[Project] Distilling Multilingual Encoders into Monolingual Components

In this blog post, we motivate and lay out my main contributions of my Master Thesis. To read the full thesis, download my thesis here. To read the related work sections as blog posts, see Cross-Lingual Representation, Parameter-Efficient Fine-Tuning in NLP and Knowledge Distillation.

interview-img

Table of Contents

  1. Motivation
  2. Research Objective & Contribution

1. Motivation

Natural language processing (NLP) has made significant progress in recent years, achieving impressive performances across diverse tasks. However, these advances are focused on just a tiny fraction of the 7000 languages in the world, e.g., English, where sufficient amounts of text in the respective language are available (high-resource languages). Nevertheless, when the situation arises where text data in a language is scarce, language technologies fail. These languages are called low-resource languages, e.g., Swahili, Basque, or Urdu; see the next Figure for a more apparent distinction between high-, mid-, and low-resource languages:

interview-img A conceptual view of the NLP resource hierarchy categorised in availability of task-specific labels and availability of unlabeled language-specific text. Taken from (Ruder et al.).

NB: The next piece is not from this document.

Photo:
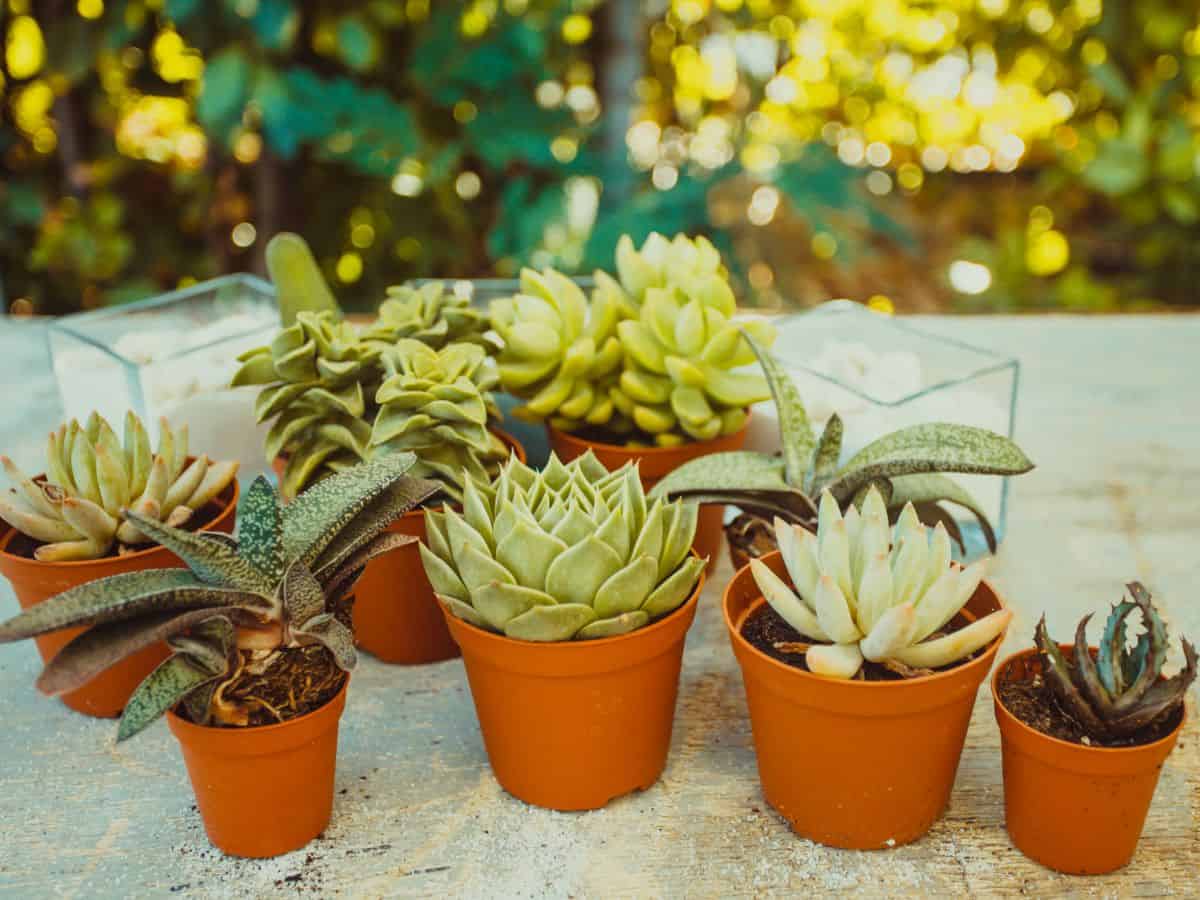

This leaves low-resource languages and, therefore, most languages understudied, which further increases the digital language divide1 on a technological level. Being able to develop technologies for low-resource languages is vital for scientific, social, and economic reasons, e.g., Africa and India are the hosts of around 2000 low-resource languages and are home to more than 2.5 billion inhabitants (Magueresse et al.). "Opening" the newest NLP technologies for low-resource languages can help bridge the gap, e.g., digital assistants, or help reduce the discrimination against speakers of non-English languages (missing reference).

To improve language technologies for low-resource languages, the field of Cross-Lingual Representation Learning is focused on creating high-quality representations for these languages by gaining benefit from abundant data in another language via a shared representation space. As static word representations gained in popularity, many multilingual embedding methods have been presented (missing reference). The idea behind these methods is to induce embeddings2 such that the embeddings for two languages are aligned, i.e., word translations, e.g., cat and Katze, have similar representations. Recently, however, large pre-trained language models, the so-called transformer models, took static word embedding methods over in virtually every aspect, partly because these models induce context-dependent word representations, capturing the rich meaning of a word better (missing reference). E.g., mBERT and XLM-R, transformer-based multilingual masked language models pre-trained on text in (approximately) 100 languages, can obtain impressive performances for a variety of cross-lingual transfer tasks (missing reference). Even though these models were not trained with any cross-lingual objectives, they still produce representations that can generalize well across languages for a wide range of downstream tasks (missing reference). To analyze the cross-lingual transfer ability of multilingual models, the model is first fine-tuned on annotated data of a downstream task and then evaluated in the zero or few-shot scenario, i.e., evaluated with the fine-tuned models in the target language (Hu et al.) with no or few additional labeled target language data.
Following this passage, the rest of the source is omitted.